Why Designers Require Down Payments
Many industries, especially service industries, require down payments (retainers) when intangible goods or services are being provided.
In the world of graphic and website design, this practice is a necessity. But, many people wonder why this is so. Let me shed a bit of light on the reason for this practice.
Why a Non-Refundable Down Payment is Necessary
Down payments are beneficial for both the client and the graphic designer. A down payment gives a sense of urgency, a feeling of commitment, and holds both parties accountable for the project.
Protecting the Designer
Many clients are likely to feel that as long as the designer does their job, then they will always get paid for their effort. However, nothing could be further from the truth.
There are so many situations where a designer can be left high and dry, not even out of maliciousness, but due to circumstances. Here are some scenarios where this can happen:
- Some clients start a project and then run out of money. They may have set aside $1000 for a project with the designer and had every intention of following through with the project, and then something unexpected happens in their life — an air conditioner or car breaks down. Then that $1000 needs to be spent on a repair they weren’t anticipating when they contracted with the designer. The graphic designer, who has spent 40 hours working on the client’s website, has now lost a week’s worth of income because the client wasn’t able to follow through on their commitment.
- Another situation that arises often is the client has some grandiose ideas about their website or logo design and are eager to get started. They contact a graphic designer, who starts working on their vision, and then for whatever reason, their ideas never come to fruition. The designer, who spent three days preparing designs for them, can no longer get them to take their phone calls and pay them for the time they have already put into the project because the “client needed it yesterday.” Sadly, I have seen this one happen more than once. To me even.
Without a deposit in place, the designer is left high and dry and has just spent precious time working for free when they could have been working for other clients who would have paid them.
And, these situations don’t even begin to cover the individuals who are being malicious. Perhaps they want a premium design or concept but aren’t willing to pay for it. If they can find a good designer who doesn’t charge up front, who comes up with a great design for them, all they have to do then is tell the graphic designer they don’t like the idea they came up with and aren’t going to pay for it. They will then send that concept to a cheaper designer to “copy.” Believe me — it happens!
Stolen design work happens all too often, sadly. This is especially true when people use “design contest” sites or sites like Fiverr to get work done. The designers there can hide behind a curtain of anonymity, which makes it easier for them to rip off legitimate graphic artists.
You Can’t Return Time
Time is not tangible, like goods that can be purchased and returned to a store for resale. Often clients will bail after the designer is more than 50% of the way done, feeling like since they don’t have a “product in hand” then the designer is out nothing.

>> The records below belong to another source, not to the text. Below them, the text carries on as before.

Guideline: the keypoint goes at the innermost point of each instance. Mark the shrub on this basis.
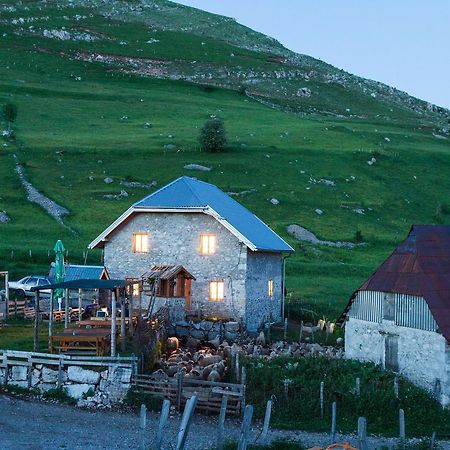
(212, 136)
(152, 402)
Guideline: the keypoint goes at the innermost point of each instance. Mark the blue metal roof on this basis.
(186, 192)
(78, 272)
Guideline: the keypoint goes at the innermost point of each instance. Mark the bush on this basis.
(152, 402)
(212, 136)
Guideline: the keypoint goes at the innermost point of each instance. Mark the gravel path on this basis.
(30, 425)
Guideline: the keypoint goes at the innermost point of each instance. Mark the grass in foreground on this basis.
(299, 407)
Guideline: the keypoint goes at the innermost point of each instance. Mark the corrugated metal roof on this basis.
(79, 272)
(186, 192)
(166, 272)
(419, 266)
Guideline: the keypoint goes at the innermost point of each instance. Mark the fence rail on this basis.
(18, 358)
(180, 389)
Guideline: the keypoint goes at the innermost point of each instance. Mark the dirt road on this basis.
(29, 425)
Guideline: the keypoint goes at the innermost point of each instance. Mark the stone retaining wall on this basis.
(91, 387)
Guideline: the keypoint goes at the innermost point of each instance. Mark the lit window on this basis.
(207, 244)
(270, 288)
(140, 242)
(216, 289)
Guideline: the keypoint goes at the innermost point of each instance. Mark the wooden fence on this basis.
(180, 389)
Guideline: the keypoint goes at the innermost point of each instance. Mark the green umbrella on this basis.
(59, 267)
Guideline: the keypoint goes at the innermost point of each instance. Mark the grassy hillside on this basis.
(102, 89)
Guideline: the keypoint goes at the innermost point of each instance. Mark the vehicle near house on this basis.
(24, 285)
(198, 250)
(400, 316)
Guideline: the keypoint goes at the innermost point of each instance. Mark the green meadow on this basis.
(80, 122)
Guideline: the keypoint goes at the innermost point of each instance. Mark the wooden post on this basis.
(113, 323)
(236, 367)
(36, 322)
(50, 318)
(7, 294)
(402, 428)
(362, 433)
(162, 424)
(66, 308)
(243, 438)
(322, 385)
(122, 324)
(180, 376)
(222, 415)
(80, 304)
(243, 382)
(266, 420)
(186, 422)
(333, 423)
(143, 417)
(358, 387)
(285, 329)
(396, 388)
(130, 314)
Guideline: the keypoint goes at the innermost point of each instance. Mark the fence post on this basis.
(285, 329)
(242, 444)
(162, 424)
(362, 433)
(433, 440)
(402, 427)
(358, 387)
(180, 376)
(266, 420)
(222, 415)
(36, 322)
(143, 417)
(333, 423)
(243, 383)
(322, 385)
(186, 422)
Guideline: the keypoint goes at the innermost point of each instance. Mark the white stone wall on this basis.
(262, 267)
(423, 356)
(174, 238)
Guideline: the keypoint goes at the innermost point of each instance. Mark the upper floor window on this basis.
(207, 244)
(140, 242)
(216, 291)
(270, 288)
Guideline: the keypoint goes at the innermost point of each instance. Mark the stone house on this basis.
(400, 316)
(202, 250)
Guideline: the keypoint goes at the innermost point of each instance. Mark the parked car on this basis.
(24, 285)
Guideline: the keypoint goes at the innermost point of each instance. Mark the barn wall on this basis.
(423, 356)
(174, 238)
(262, 267)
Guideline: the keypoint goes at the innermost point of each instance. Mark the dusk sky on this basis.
(403, 43)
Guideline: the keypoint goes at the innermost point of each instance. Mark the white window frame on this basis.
(134, 242)
(210, 240)
(216, 291)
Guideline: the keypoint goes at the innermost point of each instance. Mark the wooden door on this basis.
(391, 352)
(187, 294)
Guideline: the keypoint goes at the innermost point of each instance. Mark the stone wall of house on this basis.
(174, 238)
(102, 388)
(262, 267)
(423, 356)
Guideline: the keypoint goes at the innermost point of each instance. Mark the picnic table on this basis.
(81, 341)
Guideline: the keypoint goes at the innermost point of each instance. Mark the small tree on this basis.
(212, 136)
(9, 114)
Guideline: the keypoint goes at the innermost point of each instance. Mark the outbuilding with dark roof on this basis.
(400, 316)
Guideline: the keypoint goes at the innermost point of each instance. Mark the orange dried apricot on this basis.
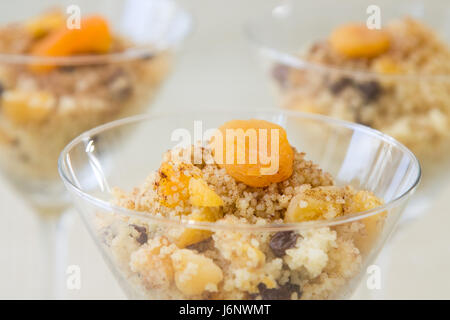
(315, 204)
(93, 37)
(201, 195)
(45, 23)
(190, 235)
(246, 150)
(355, 40)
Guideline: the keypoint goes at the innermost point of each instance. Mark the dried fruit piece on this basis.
(281, 241)
(155, 269)
(363, 201)
(93, 37)
(191, 236)
(355, 40)
(142, 231)
(201, 195)
(195, 273)
(173, 185)
(45, 23)
(246, 150)
(283, 292)
(315, 204)
(27, 107)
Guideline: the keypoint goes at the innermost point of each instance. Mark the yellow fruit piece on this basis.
(313, 204)
(45, 23)
(373, 225)
(201, 195)
(27, 107)
(355, 40)
(173, 185)
(190, 235)
(387, 66)
(195, 273)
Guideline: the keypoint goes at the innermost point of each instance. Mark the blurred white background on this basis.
(218, 69)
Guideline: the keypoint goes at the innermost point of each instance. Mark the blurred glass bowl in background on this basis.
(48, 100)
(404, 92)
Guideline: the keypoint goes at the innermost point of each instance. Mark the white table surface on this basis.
(218, 70)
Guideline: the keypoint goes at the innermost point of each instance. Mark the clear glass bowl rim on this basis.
(297, 62)
(243, 227)
(133, 53)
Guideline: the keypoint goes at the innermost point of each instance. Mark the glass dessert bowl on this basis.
(58, 81)
(395, 79)
(202, 227)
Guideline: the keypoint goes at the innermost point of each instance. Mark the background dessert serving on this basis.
(394, 79)
(45, 103)
(399, 86)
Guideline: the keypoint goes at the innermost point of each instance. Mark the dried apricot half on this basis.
(255, 152)
(355, 40)
(93, 36)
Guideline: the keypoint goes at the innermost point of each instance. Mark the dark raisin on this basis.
(280, 73)
(370, 90)
(281, 241)
(341, 84)
(283, 292)
(142, 238)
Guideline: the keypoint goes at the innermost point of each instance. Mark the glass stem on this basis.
(54, 238)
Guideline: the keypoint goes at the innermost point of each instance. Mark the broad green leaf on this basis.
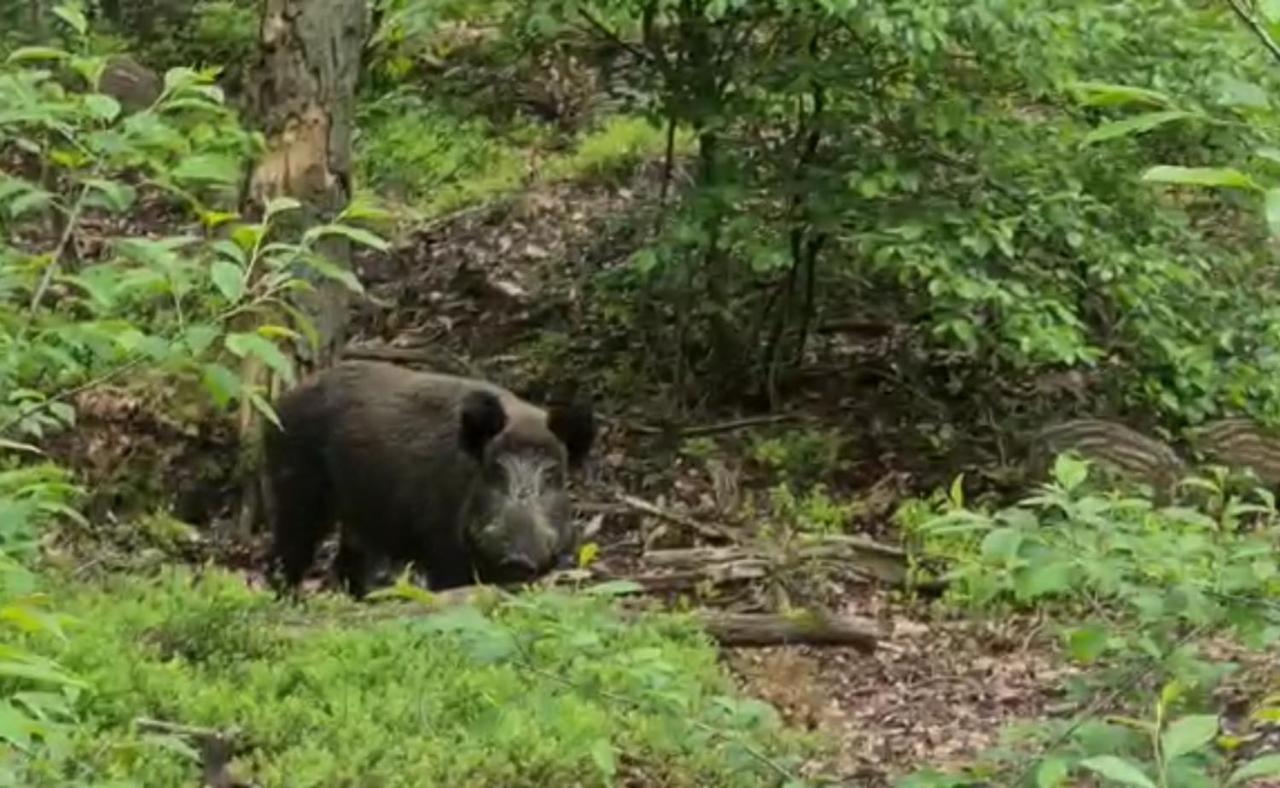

Obviously since an artist’s time is money, they can be out quite a bit when this happens. And even if you consider a finished design an actual product, designs are customized to the client and not likely to be able to be resold to the next one that comes along.
Ways for a Client to Feel Secure in Making a Down Payment
Of course, it’s entirely understandable that you may not want to pay money up front for a service like graphic design, logo design, or website design, so it’s important that you have done your homework before you work with a designer you have never worked with before.
Be sure to read their client testimonials.
Don’t just go with the testimonials they have on their website either. Anyone can “make-up” testimonials and slap them on their website. Check out their clients’ comments on Google Places, the Facebook page, Yelp, or LinkedIn as well. It’s much harder to “fake” testimonials on third party sites.
Review their portfolio.
One of the first things I tell all of my new potential clients is to please look at my online portfolio before they decide to sign with me. Not every body has the same tastes and styles. Be sure that you like the previous work a designer has done and that they will be a good fit for your particular project.
Get a written contract.
I always provide new clients with contracts for things like websites and logo designs. When things are outlined in print, it sets the expectations for both of us and holds all parties accountable to the project.
Make sure you keep the lines of communication open.
Communication goes both ways. Always provide your designer with excellent instructions. We are creative, but we aren’t mind readers. The better you able to convey your wishes, they better we can meet them.
Dealing with a professional designer is the best way to ensure you have a smooth project. Hopefully this article helps you to understand why non-refundable down payments, or retainers, are important for a designer to have in place when they are running a business.
Believe me, many of us would just as soon not deal with the “money” side of things and would be happy just sitting in our offices making beautiful artwork all day long. But the reality is, we make our living doing what we do, and offer a much-needed service to those that either don’t have the time or are less creatively talented, to help them build their businesses. So, dealing with the money issues is a necessity.